In our study, there were two cases of cerebellopontine angle lipoma which correlate with clinical symptoms and imaging features as reported study by Zimmermann M et al (1999).[24]They found that intracranial lipomas located in the cerebellopontine angle are extremely rare with slowly progressive neurological symptoms. Also, CPA lipoma on T1-weighted magnetic resonance imaging revealed hyperintense lesion and non-enhancement after application of gadolinium along with fat suppression on fat saturated techniques.

 

CONCLUSION

An elaborate analysis of site of origin, shape, density, signal intensities and pattern of enhancement of intravenous contrast material injection allows a systematic approach to preoperative diagnosis in majority of cases. Advanced MR imaging techniques such as diffusion weighted imaging as well as spectroscopy help to differentiate variety of lesions.

Based on MRI appearances, we propose different pathologies to be described into following groups:

 

Solid extra-axial

A)   Enhancing masses

B)   Non-enhancing lipomatous masses

 

Schwannoma, Meningioma.

Lipoma, dermoidcyst, cholesterol granuloma.

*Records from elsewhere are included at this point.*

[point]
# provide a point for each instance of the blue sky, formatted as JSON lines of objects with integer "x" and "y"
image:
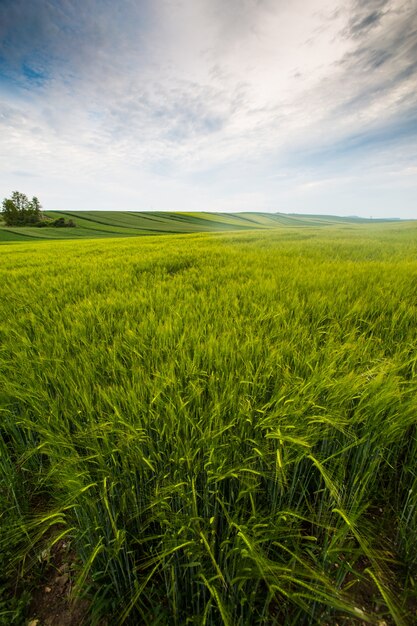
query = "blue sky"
{"x": 208, "y": 105}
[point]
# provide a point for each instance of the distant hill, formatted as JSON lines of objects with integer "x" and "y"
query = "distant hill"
{"x": 93, "y": 224}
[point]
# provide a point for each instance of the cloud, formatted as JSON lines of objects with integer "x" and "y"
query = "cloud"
{"x": 191, "y": 97}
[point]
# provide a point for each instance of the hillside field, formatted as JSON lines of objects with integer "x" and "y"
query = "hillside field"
{"x": 100, "y": 224}
{"x": 210, "y": 429}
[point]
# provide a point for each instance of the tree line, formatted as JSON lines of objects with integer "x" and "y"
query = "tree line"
{"x": 18, "y": 210}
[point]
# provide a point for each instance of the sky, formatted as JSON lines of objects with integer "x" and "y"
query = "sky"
{"x": 301, "y": 106}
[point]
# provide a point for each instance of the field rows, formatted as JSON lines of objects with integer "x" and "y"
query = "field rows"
{"x": 222, "y": 427}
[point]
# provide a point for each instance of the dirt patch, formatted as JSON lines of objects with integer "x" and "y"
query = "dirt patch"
{"x": 52, "y": 603}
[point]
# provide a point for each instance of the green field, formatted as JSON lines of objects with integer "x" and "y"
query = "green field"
{"x": 95, "y": 224}
{"x": 211, "y": 429}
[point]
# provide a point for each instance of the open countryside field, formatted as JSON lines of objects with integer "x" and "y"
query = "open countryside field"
{"x": 211, "y": 429}
{"x": 98, "y": 224}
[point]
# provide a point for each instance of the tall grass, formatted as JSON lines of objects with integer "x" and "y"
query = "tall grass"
{"x": 223, "y": 426}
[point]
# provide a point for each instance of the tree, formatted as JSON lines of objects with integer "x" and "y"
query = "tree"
{"x": 20, "y": 211}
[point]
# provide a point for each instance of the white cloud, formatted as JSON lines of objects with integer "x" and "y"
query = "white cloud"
{"x": 205, "y": 104}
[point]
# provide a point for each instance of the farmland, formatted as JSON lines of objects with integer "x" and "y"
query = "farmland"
{"x": 212, "y": 428}
{"x": 104, "y": 224}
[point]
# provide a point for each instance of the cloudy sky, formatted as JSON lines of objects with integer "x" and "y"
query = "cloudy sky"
{"x": 306, "y": 106}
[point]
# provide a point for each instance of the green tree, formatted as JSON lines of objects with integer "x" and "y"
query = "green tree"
{"x": 20, "y": 211}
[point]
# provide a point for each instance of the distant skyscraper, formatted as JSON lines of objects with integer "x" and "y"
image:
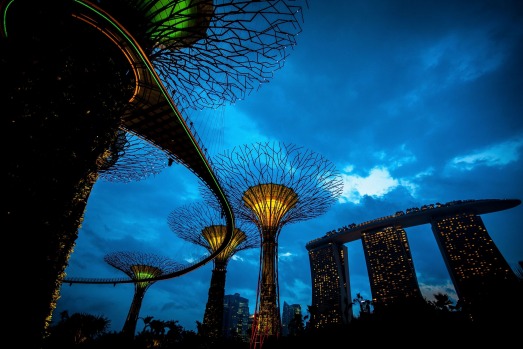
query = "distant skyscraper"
{"x": 485, "y": 283}
{"x": 477, "y": 268}
{"x": 236, "y": 316}
{"x": 331, "y": 300}
{"x": 288, "y": 314}
{"x": 390, "y": 267}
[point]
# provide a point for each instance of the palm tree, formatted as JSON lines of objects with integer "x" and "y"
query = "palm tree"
{"x": 441, "y": 301}
{"x": 79, "y": 328}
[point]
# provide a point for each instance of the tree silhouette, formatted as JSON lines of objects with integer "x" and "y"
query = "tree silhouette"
{"x": 70, "y": 85}
{"x": 203, "y": 225}
{"x": 140, "y": 267}
{"x": 273, "y": 184}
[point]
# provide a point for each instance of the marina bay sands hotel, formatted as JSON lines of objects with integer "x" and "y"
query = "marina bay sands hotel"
{"x": 471, "y": 257}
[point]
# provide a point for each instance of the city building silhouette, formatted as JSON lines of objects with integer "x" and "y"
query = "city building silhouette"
{"x": 79, "y": 72}
{"x": 275, "y": 184}
{"x": 142, "y": 268}
{"x": 477, "y": 268}
{"x": 390, "y": 267}
{"x": 289, "y": 314}
{"x": 236, "y": 323}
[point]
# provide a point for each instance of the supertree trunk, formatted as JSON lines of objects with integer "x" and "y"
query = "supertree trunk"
{"x": 61, "y": 108}
{"x": 269, "y": 314}
{"x": 129, "y": 327}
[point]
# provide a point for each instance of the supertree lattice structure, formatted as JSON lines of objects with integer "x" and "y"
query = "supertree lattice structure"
{"x": 132, "y": 158}
{"x": 273, "y": 184}
{"x": 141, "y": 268}
{"x": 212, "y": 52}
{"x": 208, "y": 53}
{"x": 203, "y": 225}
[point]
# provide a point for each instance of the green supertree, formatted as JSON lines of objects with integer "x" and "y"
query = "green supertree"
{"x": 76, "y": 73}
{"x": 273, "y": 184}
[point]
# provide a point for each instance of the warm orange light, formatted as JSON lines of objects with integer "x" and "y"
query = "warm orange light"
{"x": 270, "y": 202}
{"x": 144, "y": 272}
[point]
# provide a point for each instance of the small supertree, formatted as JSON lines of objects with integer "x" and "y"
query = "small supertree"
{"x": 201, "y": 224}
{"x": 75, "y": 73}
{"x": 274, "y": 184}
{"x": 212, "y": 52}
{"x": 140, "y": 267}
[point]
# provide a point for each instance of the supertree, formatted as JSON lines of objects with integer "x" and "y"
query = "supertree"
{"x": 132, "y": 159}
{"x": 142, "y": 268}
{"x": 203, "y": 225}
{"x": 273, "y": 184}
{"x": 76, "y": 72}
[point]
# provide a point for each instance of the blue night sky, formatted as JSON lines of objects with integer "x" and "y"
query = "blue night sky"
{"x": 415, "y": 102}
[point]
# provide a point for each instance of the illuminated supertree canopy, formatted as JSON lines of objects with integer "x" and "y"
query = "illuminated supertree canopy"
{"x": 208, "y": 53}
{"x": 77, "y": 72}
{"x": 142, "y": 268}
{"x": 203, "y": 225}
{"x": 273, "y": 184}
{"x": 212, "y": 52}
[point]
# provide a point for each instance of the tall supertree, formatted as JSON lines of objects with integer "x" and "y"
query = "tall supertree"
{"x": 77, "y": 72}
{"x": 203, "y": 225}
{"x": 273, "y": 184}
{"x": 142, "y": 268}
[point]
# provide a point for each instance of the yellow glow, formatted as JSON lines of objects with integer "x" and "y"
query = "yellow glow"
{"x": 215, "y": 236}
{"x": 270, "y": 202}
{"x": 183, "y": 21}
{"x": 144, "y": 272}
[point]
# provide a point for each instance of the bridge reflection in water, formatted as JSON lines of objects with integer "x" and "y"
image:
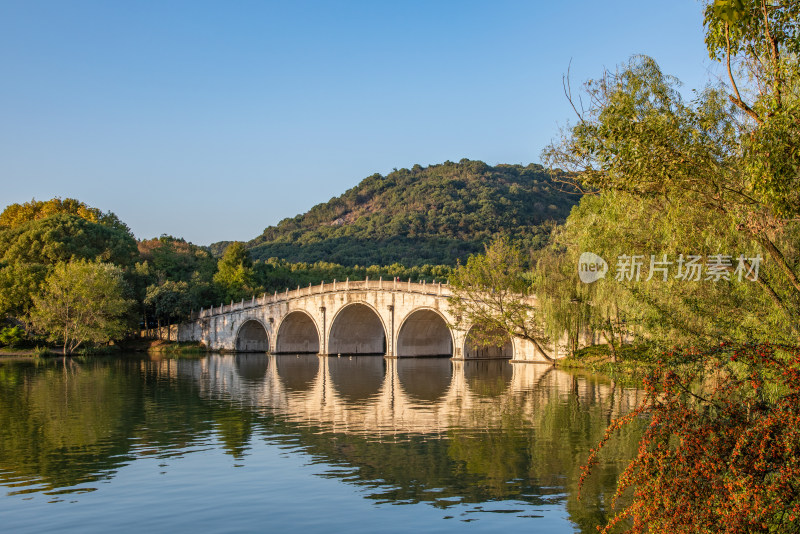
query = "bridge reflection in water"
{"x": 377, "y": 396}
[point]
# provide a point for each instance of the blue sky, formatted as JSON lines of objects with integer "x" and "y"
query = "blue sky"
{"x": 212, "y": 120}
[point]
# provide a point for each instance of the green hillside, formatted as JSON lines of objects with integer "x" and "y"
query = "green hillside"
{"x": 432, "y": 215}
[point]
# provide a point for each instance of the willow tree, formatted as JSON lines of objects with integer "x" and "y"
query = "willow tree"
{"x": 81, "y": 302}
{"x": 724, "y": 167}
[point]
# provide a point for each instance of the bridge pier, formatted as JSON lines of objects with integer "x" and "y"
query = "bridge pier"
{"x": 396, "y": 320}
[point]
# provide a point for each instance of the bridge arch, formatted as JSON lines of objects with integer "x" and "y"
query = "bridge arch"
{"x": 297, "y": 334}
{"x": 424, "y": 332}
{"x": 252, "y": 336}
{"x": 473, "y": 350}
{"x": 357, "y": 328}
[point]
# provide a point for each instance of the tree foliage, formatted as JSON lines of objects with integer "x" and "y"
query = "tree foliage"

Non-enhancing cystic masses

Arachnoid cyst, Epidermoid cyst

Intra-axial masses

Ependymoma, glioma

Flow void masses

Vascular conflict, aneurysms, etc.

With the help these imaging modalities provide crucial information to deduce correct diagnosis non-invasively and proper preoperative planning.

 

Abbreviations

CPA: Cerebellopontine angle, CSF: Cerebrospinal fluid, IAC: Internal auditory canal, MRI: Magnetic resonance imaging, CT: Computed tomography, NECT: Non-enhanced computed tomography, CECT: Contrast enhanced computed tomography, CEMR: Contrast enhanced MRI, DWI: Diffusion weighted image, CISS: Constructive interference steady state, MRS: Magnetic resonance spectroscopy, Gd: Gadolinium contrast.